The son had been caring for his mother, 80, while she nursed a broken arm and leg from a fall at their new home in south Everett, Martin said. Fisher left the trailer on the night of March 11 to buy cigarettes from a 7-Eleven blocks away.
Fisher, 56, never made it to the store.
He was walking east in a crosswalk on Evergreen Way around 9:20 p.m, when he was hit by an SUV. Police are searching for the driver, who sped north from Airport Road. Detectives don’t know if the traffic lights indicated it was safe to cross. The thoroughfare stretches to seven lanes in that area.
The vehicle was described as a tan early-2000s SUV, like a Chevrolet Tahoe or Suburban, witnesses reported. The driver hit Fisher, backed up and drove around the man to escape, according to police.
“Detectives believe damage to the SUV should be obvious, but not substantial,” Everett police said in a news release.
Fisher was left unconscious. As he was dying in the street, his bank and bus cards were stolen, according to his sister. A woman stopped her car to call 911. Fisher was taken to Providence Regional Medical Center Everett.
Fisher’s mother called Martin, a Lynnwood resident, around 2:45 a.m. because Fisher hadn’t returned from the cigarette run. The sister picked her up at home. They drove through the neighborhood in the dark, shouting his name.

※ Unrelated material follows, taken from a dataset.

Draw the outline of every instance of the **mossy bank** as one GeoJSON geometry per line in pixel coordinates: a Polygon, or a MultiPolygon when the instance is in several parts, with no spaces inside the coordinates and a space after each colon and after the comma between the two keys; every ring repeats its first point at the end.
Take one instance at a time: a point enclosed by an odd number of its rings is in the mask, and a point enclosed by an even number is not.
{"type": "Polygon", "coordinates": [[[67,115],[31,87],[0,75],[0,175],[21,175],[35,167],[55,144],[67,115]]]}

“That area has a lot of ditches,” Martin said. “We thought, ‘Maybe he fell or something. Maybe he’s in a ditch and can’t get up.’ We were just grasping at straws.”
No one at the 7-Eleven had seen him. His bank card showed no activity.
“So we knew that something was really wrong,” Martin said.
They called a half-dozen hospitals, not realizing he’d been brought to the emergency room without an ID. He was listed as John Doe. A friend tracked him down by asking for patients who hadn’t been identified.
At the hospital, Fisher never responded when his sister asked him to squeeze her finger. He died Friday, according to the Snohomish County Medical Examiner’s Office.
Fisher had a soft side, his sister said. He knew how to do needlepoint. He painted ceramics and built dollhouses. He cooked for his mother, cleaned for her and picked up their groceries from the store.
The son and mother went everywhere together, Martin said. On Saturdays when they lived in Bothell, he would tag along for bingo at the senior center, Martin said. He would pick roses from the bushes at their mobile home, and he’d give them to the elderly residents.
Martin hopes to have a memorial for her brother at the senior center. She set up an online fundraiser for funeral costs.
She’s begging the driver and witnesses to come forward.
“Even if you were there and you don’t think it’s significant, just call the police,” she said. “It could mean something.”
She also wants to thank the woman who stopped to help.
Tips can be directed to Everett police at 425-257-8450.